"Ryan, Philip" wrote:
>> Hello Folks
>> We're looking for where LINUX stores it's IP address.
>> Our initial thinking was that /etc/sysconfig/network is sourced at boot time
> by /etc/rc.d/init.d/inet which uses the value of $HOSTNAME to do a lookup in
> /etc/hosts to establish the IP address.
>> This has proven to be false.
>> >From further investigation I'm concluding that LINUX is similar to AIX in
> that via SMIT on AIX, one adds or changes the IP address and this change is
> reflected in /etc/hosts & written to the ODM. Whereas on LINUX, one updates
> the IP address via linuxconf and this change is written to some binary
> somewhere but not reflected in /etc/hosts (feature in linuxconf-1.16r10-2
> ?????).
>> Any pointers on which file linuxconf writes to?
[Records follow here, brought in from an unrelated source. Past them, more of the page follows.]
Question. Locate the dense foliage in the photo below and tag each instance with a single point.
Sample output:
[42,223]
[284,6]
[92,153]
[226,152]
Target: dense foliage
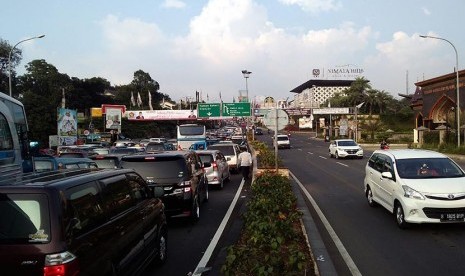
[272,242]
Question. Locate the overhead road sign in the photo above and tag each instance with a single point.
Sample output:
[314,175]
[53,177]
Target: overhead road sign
[207,110]
[331,110]
[236,109]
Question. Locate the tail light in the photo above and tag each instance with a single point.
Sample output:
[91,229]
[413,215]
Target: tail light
[61,264]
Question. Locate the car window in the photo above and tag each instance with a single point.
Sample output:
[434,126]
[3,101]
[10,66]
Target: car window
[85,206]
[116,195]
[160,168]
[428,167]
[226,150]
[24,218]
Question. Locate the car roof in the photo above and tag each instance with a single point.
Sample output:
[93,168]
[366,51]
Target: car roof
[412,153]
[64,178]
Linux, in general, avoids binary configs like the plague.
/etc/syconfig/network-scripts
is where you want to look... all editable manually.
One thing you might want to remember is that 'Linux' per se doesn't have
an IP address : interfaces of all kinds do, sometimes more than one address
per interface. So a single running linux kernel could have anywhere from
zero to pretty much any number of valid IP addresses active at any time.
1 primary IP for a single ethernet card is most common though, found in
'/etc/sysconfig/network-scripts/ifcfg-eth0'.